In a previous study we have shown that the sole systemic administration of L-KYN at the same concentration as in the present work has a suppressive effect on CSD frequency in female rats, whereas in males we obtained such an effect only when L-KYN was combined to probenecid, an amino-acid transporter inhibitor increasing cerebral kynurenic acid concentrations [12]. The suppressive effect of L-KYN on CSD frequency is associated with an increase in cerebral levels of kynurenic acid. This effect varies with the phases of the estrous cycle. It is amplified during diestrus when progesterone levels are low and estrogen levels only start to raise [33], which indicates that sex hormones modulate the suppressive effect of L-KYN on CSD. In the present study, we have tested separately the effect of estradiol and progesterone on the L-KYN-induced suppression of CSDs in ovariectomized animals. While L-KYN is not different from NaCl in ovariectomized control rats, it reduces significantly the increase in parieto-occipital CSDs induced by progesterone replacement therapy and tends to do so for the one induced by estrogen. The latter effect does not reach the level of statistical significance probably due to the large variance of data. We assume that the administration of 300 mg/kg L-KYN alone does not increase brain KYNA sufficiently to inhibit CSD frequency in ovariectomized rats without hormonal replacement treatment.

There could be several explanations for these findings. First, estrogens are able to inhibit several enzymes involved in tryptophan metabolism, in particular kynurenine aminotransferase that synthesizes kynurenic acid from L-KYN [34], [35]. Although poorly studied, progesterone apparently does not inhibit kynurenic acid synthesis [35]. If the effect of female hormones on kynurenic acid metabolism would play a role, one would expect an enhanced inhibition of CSDs by L-KYN after ovariectomy, which is clearly not the case. Secondly, after ovariectomy there is no finely tuned cycling of hormone levels anymore.
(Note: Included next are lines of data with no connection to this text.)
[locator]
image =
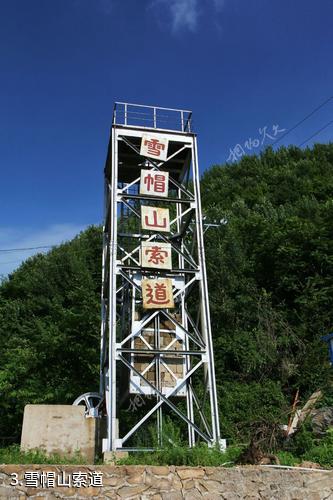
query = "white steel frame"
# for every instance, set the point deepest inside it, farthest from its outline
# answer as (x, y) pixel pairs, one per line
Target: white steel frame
(121, 275)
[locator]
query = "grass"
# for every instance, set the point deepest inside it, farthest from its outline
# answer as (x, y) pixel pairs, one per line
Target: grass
(13, 455)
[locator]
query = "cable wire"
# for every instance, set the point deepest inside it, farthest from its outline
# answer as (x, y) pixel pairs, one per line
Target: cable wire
(24, 249)
(316, 133)
(303, 120)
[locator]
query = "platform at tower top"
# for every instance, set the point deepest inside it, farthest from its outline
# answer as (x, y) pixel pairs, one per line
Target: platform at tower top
(152, 117)
(132, 121)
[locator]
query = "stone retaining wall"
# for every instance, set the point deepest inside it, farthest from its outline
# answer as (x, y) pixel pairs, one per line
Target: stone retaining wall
(171, 483)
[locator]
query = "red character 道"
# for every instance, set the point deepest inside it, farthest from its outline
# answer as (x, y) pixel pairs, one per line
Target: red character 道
(157, 183)
(154, 146)
(157, 255)
(157, 295)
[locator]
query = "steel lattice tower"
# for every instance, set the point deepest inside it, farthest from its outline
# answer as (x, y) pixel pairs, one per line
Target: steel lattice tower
(156, 339)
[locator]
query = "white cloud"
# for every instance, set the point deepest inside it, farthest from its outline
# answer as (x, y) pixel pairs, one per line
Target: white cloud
(27, 238)
(184, 13)
(219, 4)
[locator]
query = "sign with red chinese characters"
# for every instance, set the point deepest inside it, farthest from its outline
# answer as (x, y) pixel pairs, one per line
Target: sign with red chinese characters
(155, 219)
(156, 255)
(154, 146)
(154, 182)
(157, 293)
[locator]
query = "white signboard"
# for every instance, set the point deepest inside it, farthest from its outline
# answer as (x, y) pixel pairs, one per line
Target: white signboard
(154, 146)
(154, 182)
(157, 293)
(155, 219)
(156, 255)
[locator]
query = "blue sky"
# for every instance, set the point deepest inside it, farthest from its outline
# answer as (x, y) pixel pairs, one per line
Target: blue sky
(240, 65)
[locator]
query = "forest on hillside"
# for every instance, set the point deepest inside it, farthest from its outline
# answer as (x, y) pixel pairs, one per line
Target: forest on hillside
(270, 271)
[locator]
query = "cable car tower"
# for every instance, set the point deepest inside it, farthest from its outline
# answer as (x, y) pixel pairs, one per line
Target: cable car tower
(156, 341)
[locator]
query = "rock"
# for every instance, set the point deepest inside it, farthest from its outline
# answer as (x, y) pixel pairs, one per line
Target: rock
(190, 473)
(322, 419)
(309, 465)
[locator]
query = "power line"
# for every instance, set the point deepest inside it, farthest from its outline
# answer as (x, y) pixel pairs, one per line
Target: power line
(303, 120)
(24, 249)
(316, 133)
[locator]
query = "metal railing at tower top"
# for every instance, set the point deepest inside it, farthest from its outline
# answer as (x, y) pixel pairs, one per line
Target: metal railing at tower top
(152, 117)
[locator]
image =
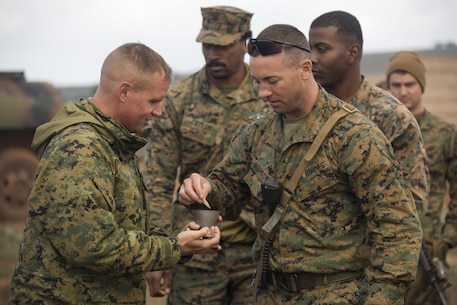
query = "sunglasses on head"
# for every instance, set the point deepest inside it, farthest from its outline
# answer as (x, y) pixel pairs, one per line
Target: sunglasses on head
(269, 46)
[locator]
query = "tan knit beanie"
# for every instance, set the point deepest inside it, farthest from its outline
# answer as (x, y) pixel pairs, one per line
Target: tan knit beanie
(410, 62)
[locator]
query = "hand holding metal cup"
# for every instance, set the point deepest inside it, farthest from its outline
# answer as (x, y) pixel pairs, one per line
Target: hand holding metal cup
(206, 218)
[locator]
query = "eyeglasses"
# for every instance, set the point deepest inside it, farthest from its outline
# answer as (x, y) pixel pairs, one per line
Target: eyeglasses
(269, 46)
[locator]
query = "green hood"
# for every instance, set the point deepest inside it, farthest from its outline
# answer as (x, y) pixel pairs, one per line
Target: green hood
(84, 111)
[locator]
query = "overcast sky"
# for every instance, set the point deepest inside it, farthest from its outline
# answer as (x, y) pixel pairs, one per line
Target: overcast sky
(65, 42)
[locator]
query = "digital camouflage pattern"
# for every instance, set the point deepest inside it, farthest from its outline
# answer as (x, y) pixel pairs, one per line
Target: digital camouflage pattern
(87, 237)
(440, 138)
(193, 134)
(223, 25)
(403, 133)
(350, 211)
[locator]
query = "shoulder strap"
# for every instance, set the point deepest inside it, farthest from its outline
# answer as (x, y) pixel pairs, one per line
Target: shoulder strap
(291, 184)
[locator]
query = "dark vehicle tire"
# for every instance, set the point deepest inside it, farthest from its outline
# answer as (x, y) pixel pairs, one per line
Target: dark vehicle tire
(17, 171)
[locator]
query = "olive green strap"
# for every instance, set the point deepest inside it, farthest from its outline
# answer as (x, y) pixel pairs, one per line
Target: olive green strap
(291, 184)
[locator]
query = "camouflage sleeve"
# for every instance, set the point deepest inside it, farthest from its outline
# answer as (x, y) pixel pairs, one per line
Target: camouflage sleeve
(77, 207)
(160, 165)
(410, 152)
(394, 231)
(450, 227)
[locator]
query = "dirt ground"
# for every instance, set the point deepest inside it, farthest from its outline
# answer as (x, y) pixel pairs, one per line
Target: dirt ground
(440, 99)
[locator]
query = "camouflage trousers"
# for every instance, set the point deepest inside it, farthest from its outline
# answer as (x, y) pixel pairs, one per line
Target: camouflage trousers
(340, 293)
(227, 282)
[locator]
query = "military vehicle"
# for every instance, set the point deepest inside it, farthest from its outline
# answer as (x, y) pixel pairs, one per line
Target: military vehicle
(23, 106)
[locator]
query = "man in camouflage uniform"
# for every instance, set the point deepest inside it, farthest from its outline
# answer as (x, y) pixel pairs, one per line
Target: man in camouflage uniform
(406, 81)
(336, 42)
(350, 233)
(200, 115)
(87, 237)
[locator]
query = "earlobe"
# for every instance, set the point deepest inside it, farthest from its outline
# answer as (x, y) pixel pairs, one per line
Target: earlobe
(354, 54)
(306, 68)
(123, 91)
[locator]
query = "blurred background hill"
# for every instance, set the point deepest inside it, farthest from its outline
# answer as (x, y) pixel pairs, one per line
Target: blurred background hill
(439, 98)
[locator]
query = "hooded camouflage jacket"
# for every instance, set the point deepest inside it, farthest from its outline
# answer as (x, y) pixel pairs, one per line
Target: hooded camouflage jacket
(401, 129)
(350, 210)
(86, 238)
(440, 139)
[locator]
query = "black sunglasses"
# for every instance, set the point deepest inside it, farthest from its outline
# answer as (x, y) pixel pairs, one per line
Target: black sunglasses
(269, 46)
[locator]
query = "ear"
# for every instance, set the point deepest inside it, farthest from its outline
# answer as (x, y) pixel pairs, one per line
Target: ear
(306, 68)
(123, 90)
(354, 54)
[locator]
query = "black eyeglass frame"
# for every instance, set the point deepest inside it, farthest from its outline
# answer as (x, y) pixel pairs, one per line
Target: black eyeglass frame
(252, 43)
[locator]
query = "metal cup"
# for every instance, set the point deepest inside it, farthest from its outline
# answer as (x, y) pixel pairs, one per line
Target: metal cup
(206, 218)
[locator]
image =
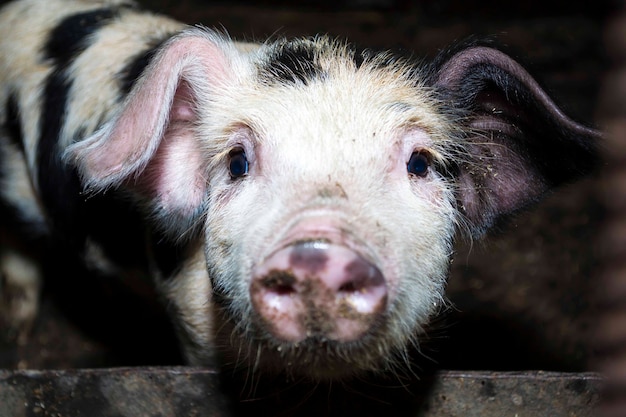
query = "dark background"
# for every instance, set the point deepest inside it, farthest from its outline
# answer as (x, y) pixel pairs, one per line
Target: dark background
(523, 297)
This is at variance with normally cycling females where the hormonal variations induce a number of genomic and non-genomic regulations in combination [36]. Moreover, in normal cycling females it is the interaction between estrogen and progesterone that shapes synaptic plasticity, glutamatergic neurotransmission and brain excitability (see above) [37]. The lack of a similar cycle-dependent interaction in ovariectomized rats without hormonal replacement treatment may contribute to the loss of significant CSD suppression by L-KYN, whereas with hormonal treatments the suppressive effect of L-KYN reappears or tends to reappear. Since L-KYN, i.e. kynurenic acid, modulates CSDs most likely by blocking NMDA receptors [13] and both estrogen and progesterone can modify these receptors [21]–[26], it seems plausible that the hormonal effects on L-KYN-induced CSD suppression are mediated via NMDA receptor changes. This hypothesis can be tested in a future study using NMDA receptor antagonists. Finally, as discussed above, in ovariectomized animals CSD frequency is markedly decreased compared to normal cycling rats whichever of the phase of the estrous cycle is considered [12]. The lack of a supplementary decrease of CSD frequency by L-KYN in ovariectomized rats without hormonal replacement might thus also be due to the fact that after ovariectomy a “floor” is reached beyond which no further effect can be expected from a compound acting on glutamate transmission. This would also account for the reappearance of some visible effect of L-KYN after the before-discussed enhancing effect on CSD frequency by estradiol or progesterone treatment.

Conclusion

Hormone-dependent changes in cortical excitability contribute to the sexual dimorphism of migraine. We confirm here that ovariectomy in female rats decreases CSD frequency as well as the suppressive effect of L-KYN on CSD. We show in addition that both estrogen and progesterone replacement therapies increase CSD frequency and that progesterone restores the CSD inhibition by L-KYN. Taken together these results underscore the complex role of ovarian hormones in CSD susceptibility, and thus in migraine with aura, providing novel aspects to be taken into consideration for its management.